Ему, Пете, казалось, вот-вот их схватят за шкирку и вышвырнут вон, как нарушителей общественного. Но собрание шло своим чередом, глухонемые выходили на трибуну и говорили своё. А их, Петьки и Вальки, точно здесь и не было. Не существовали они для этих людей, вот как! Пустое место, и всё!

Так получалось и сейчас. Не слышала его Эвридика, а потом освободился актёр, и она вновь превратилась в преданного делу помрежа, и личное для неё перестало существовать. И вместе с ним и Альфонс, и тем более он, Фаянсов.

Они, помреж и седовласый артист, играющий мудрых королей и благородных отцов, перешли в фойе, уселись на плюшевый диванчик.

— Вот вам текст. Репетиция завтра, в два, — сказала Эвридика, роясь в своей бездонной сумке.

Она извлекла из её недр несколько скреплённых страничек текста и нечаянно прихватила ещё кое-что. На паркетный пол, точно осенний лист, спланировал цветной снимок и улёгся вверх лицом. Фаянсов увидел сильно уменьшенную фотокопию своей «Мечты», одну из тех, что продавались на кладбище и на городском рынке.

Актёр тут же явил неожиданную для своего респектабельного вида мальчишескую прыть, бросился к снимку и галантно вернул его Эвридике.

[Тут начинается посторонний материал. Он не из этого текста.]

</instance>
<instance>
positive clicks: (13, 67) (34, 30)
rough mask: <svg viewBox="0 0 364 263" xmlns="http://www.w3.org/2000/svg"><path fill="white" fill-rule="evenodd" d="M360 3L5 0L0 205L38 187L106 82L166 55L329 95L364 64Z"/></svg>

— Вы любите Фаянсова? — спросил он с интересом.

Пётр Николаевич замер, хотя понимал: увы, речь идёт всего-навсего о его живописи, представленной единственным полотном. И, к сожалению, не ошибся.

— Ах, вы об этом? — после некоторой заминки сообразила Эвридика и будто бы удивилась: — Не представляю, как она у меня оказалась. — И поспешно засунула репродукцию в сумку.


И вот наступила она, третья боевая среда. Фаянсов вспомнил, отвлёкся от своих забот, поинтересовался делами капитана, но Рындин вместо своего бодрого «всё на мази» с горечью сказал:

— Именно сегодня эта банда полезет в банк, Тень назначила операцию, а если проще, налёт на два часа, разумеется ночи, время местное, известна и точка сбора, а связи нет и нет до сих пор. Дошёл до начальника облуправления. Воплю… воплю: «Товарищ генерал!» А он секретарше: «У вас где-то плохо закрыт окно. Дует в ухо».

Его субстанция, всегда излучавшая ровный уверенный свет, потемнела, набухла и теперь походила на дождевую тучку. Выпустил себя из рук бравый капитан Рындин, запустил свою внешность. Если бы души усопших брились, можно было смело сказать: некогда безукоризненный участковый зарос трёхдневной щетиной. Карасёв и тот, глядя на отчаявшегося милиционера, воздержался от своих колких острот.

Но Рындин всё же в своей большей части оставался капитаном Рындиным. Когда на земле наступил вечер, он расправил широкие плечи и твёрдо известил:

— Попробую взять их сам. — И по привычке сделал движение, будто потянулся к казённому сейфу, вознамерившись забрать из стального ящика своё верное табельное оружие, и не найдя ни сейфа, ни пистолета, всё же не упал духом, только помрачнел, превратясь на этот раз в тучу грозовую.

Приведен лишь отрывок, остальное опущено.